‘The Taste”s Anthony Bourdain talks fish confusion and bad table manners

When “The Taste” premieres with a two-hour episode tonight (Tues. 8:00 p.m. on ABC), the new cooking contest promises to put 16 competitors of varying skill levels — from professional chefs to home cooks — to the ultimate taste test. Each must create a perfect bite for food icons and judge/mentors Anthony Bourdain, Nigella Lawson, Ludovic Lefebvre and Brian Malarkey. To make it a little tougher on the judges, the taste test is truly blind — they don’t get to see the chef or learn anything about him or her before they must decide whether or not they want that chef to be part of their team. Then, at the end of each episode, they must judge the competitors’ dishes blind to determine who’s getting sent home. You know, like “The Voice,” but with food. 

Bourdain, who’s widely credited with turning the food world upside down in 2000 with the publication of his behind-the-scenes book “Kitchen Confidential: Adventures in the Culinary Underbelly” and who has hosted his own food-centric shows as well as guest judged “Top Chef,”  spoke to a handful of journalists at press tour last month. Not surprisingly, the outspoken chef had plenty to say. 

When asked if he and the other chefs were able to identify everything they tasted during their blind samplings, he admitted, “We missed stuff.
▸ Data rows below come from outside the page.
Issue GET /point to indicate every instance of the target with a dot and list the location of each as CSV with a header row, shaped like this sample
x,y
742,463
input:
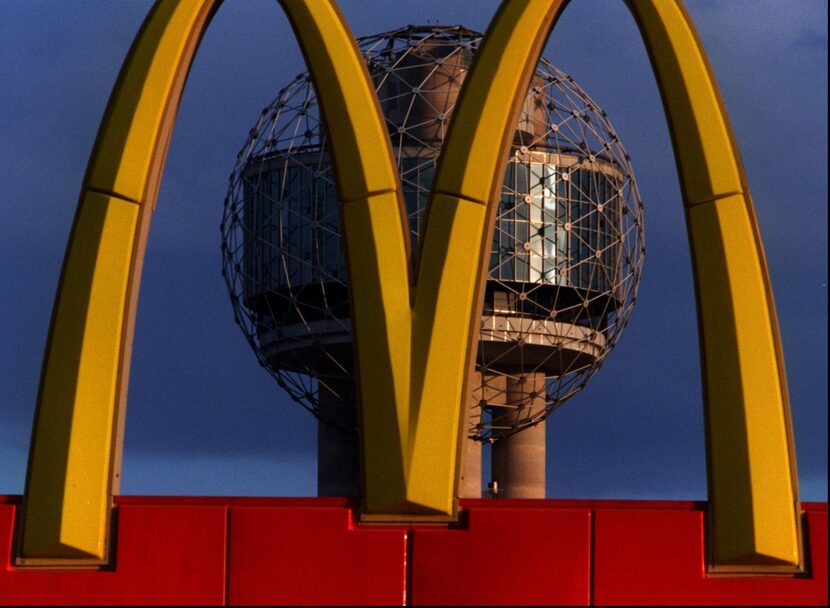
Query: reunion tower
x,y
566,258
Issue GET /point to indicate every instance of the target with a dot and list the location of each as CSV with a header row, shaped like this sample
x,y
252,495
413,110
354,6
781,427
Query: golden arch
x,y
414,332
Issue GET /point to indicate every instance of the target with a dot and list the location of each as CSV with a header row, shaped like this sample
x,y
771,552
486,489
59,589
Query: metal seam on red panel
x,y
227,552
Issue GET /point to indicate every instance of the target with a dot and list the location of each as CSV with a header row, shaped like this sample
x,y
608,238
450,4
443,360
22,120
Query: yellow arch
x,y
425,344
We were really good on seasonings, on obscure ingredients, on spices, but sometimes we’d miss basic proteins. We’d all look at each other and say, is this chicken or fish?” Of course, professional screw-ups make for good television. “It’s potentially embarrassing, but it’s pretty funny!”

Whether or not eating just one bite of a dish is a fair evaluation, Bourdain had a measured response,  no pun intended. “For a fair evaluation of somebody’s food? No,” he said. “But I think it is a fairer evaluation than if you know everything about the person. Then, you’re judging the food about them, what you’ve learned about them over the weeks, their appearance, their background, the fact you just saw them yanking the hair extensions out of another contestant in the stew room. [This is] none of that. If anything, there’s this overwhelming sense of fear that you’re going to send home somebody from your own team.”

That doesn’t mean Bourdain doesn’t appreciate the less-blind competition. “I like ‘Top Chef’ very much. I think they set the standard for professional competition. I enjoyed being on the show and I enjoyed watching the show.” Will  he be back, though? “Probably not, but I like those guys personally and it was fun doing the show.

Bourdain also addressed the legacy of “Kitchen Confidential,” which painted chefs (especially Bourdain) as hard-partying, hard-living rock stars instead of bland enigmas behind the scenes. “I mean, if you were to be glib about it, every town in America, there seems to be a heavily tattooed male or female chef with a pig on their arm making pretty good food. There’s real status, real hope and real aspirations to the profession of cooking that didn’t always exist during my time.”

Of course, with the glamorization of cooking comes the talentless wannabes. Bourdain shrugs them off as an unfortunate side effect. “Look, there are going to be delusional people in every profession, just like in music or any other craft or art. The wheat gets separated from the chaff pretty quickly. You may think you can sing, but you will be advised otherwise over time.”

For Bourdain, another unfortunate side effect of the fame that’s come to him with “Kitchen Confidential” and his Travel Channel shows is that, “everywhere I go in this world, people offer me [food]… ‘We saw you eat the lizard; have you had lizard testicles?’ This is a cross I will have to bear, but I bear cheerfully.”

But even if he’s been part of the elevation of chefs in the social strata, that doesn’t mean he wants the general approach to food to be snooty. “I think table manners are overrated. If you watch chefs eat, they all eat with their hands, they eat off each other’s plates, they mop with good bread. I think I’m glad about that. I know how to use a knife and fork if I have to, but I’d really rather not.”

And as far as “The Taste” being a foodie version of “The Voice”? “Fair enough. We don’t have the cool chairs though. Cool chairs. We should have gotten those chairs.”